State of Being Verbs

Avoid using the “to be” verbs which are: am, is, are, was, were, be, been and being. Any sentence that uses these verbs is “telling,” rather than “showing,” which is what we want. For example, instead of saying: “Sally is a funny girl,” you could say “I like Sally’s sense of humor,” or “Sally makes me laugh.” Even better, you could portray her being funny – maybe have her telling jokes, or making witty comments, which will completely negate the need to say she is funny in the first place, because the reader will already know.

Excessive Adverbs

Try to avoid using adverbs in your writing, especially after dialogue. An adverb is a word that modifies a verb, adjective, other adverbs, or various other types of words, phrases, and clauses, and typically are just adjectives that end with the suffix -ly. They will distract the reader from your story.

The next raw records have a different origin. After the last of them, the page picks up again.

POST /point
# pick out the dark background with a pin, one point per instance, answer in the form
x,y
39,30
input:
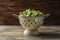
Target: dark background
x,y
9,7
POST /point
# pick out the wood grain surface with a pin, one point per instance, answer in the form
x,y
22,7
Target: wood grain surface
x,y
9,7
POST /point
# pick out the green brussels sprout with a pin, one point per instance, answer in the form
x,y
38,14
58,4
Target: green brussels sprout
x,y
31,13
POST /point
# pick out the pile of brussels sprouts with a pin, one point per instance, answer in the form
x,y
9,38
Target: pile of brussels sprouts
x,y
31,13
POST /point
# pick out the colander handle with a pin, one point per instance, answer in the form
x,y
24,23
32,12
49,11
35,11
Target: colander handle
x,y
16,16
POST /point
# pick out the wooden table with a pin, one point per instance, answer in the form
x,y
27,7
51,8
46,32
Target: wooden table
x,y
16,33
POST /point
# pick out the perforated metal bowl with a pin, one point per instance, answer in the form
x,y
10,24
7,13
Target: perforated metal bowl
x,y
31,23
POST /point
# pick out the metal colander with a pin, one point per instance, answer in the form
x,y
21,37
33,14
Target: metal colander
x,y
31,23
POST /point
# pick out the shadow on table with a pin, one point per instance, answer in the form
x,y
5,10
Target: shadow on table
x,y
49,35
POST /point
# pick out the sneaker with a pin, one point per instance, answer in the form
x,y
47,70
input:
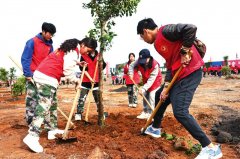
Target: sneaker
x,y
143,115
154,132
210,153
134,105
33,143
52,133
78,117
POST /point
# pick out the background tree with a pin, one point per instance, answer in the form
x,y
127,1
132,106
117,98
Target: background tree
x,y
225,59
3,74
12,76
104,11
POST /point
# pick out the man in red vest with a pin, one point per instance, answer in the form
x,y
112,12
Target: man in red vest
x,y
151,77
35,51
91,59
131,88
60,63
174,42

There are too many instances of “he said incredulously,” or “she said sarcastically.” A good story or dialogue will convey the tone you’re trying to create without the use of an additional descriptor. The reason adverbs are bad, is that they draw attention outside of your story. It’s important that the reader does not feel the author’s presence but instead, should be able to absorb the story without distraction.

Excessive Description

Description is very different from specific details, which are necessary in a good novel. Description, however, can slow down your narrative. Use this rule of thumb to decide whether to provide a description in your writing – Does it relate to the plot and advance the story? If the answer is no, cut it. Writing is all about moving the plot along, and if you pause to provide a two page description of a building, no matter how lovely, you are stopping the action and taking the reader out of your story. Pace is everything. Stick with the action.

Avoid Generalizing

In contrast to excessive description, specific details are very important to a story. Taking a moment to name a street, or a restaurant, or to briefly describe a dress, makes all the difference to your readers. I recently read a book, which I won’t name, that didn’t provide any details. It made me so mad! She talked about a dress she had chosen to wear out that evening, but didn’t say a thing about it! She could have said it was a little black dress, or a slinky red evening gown, or a floral sundress. The fact that she neglected to provide such important details really took away from her story. It made it less believable. Most readers do have some imagination, but you have to give them something to work with. Expecting them to come up with all the details themselves is unprofessional, and frankly, a bit lazy.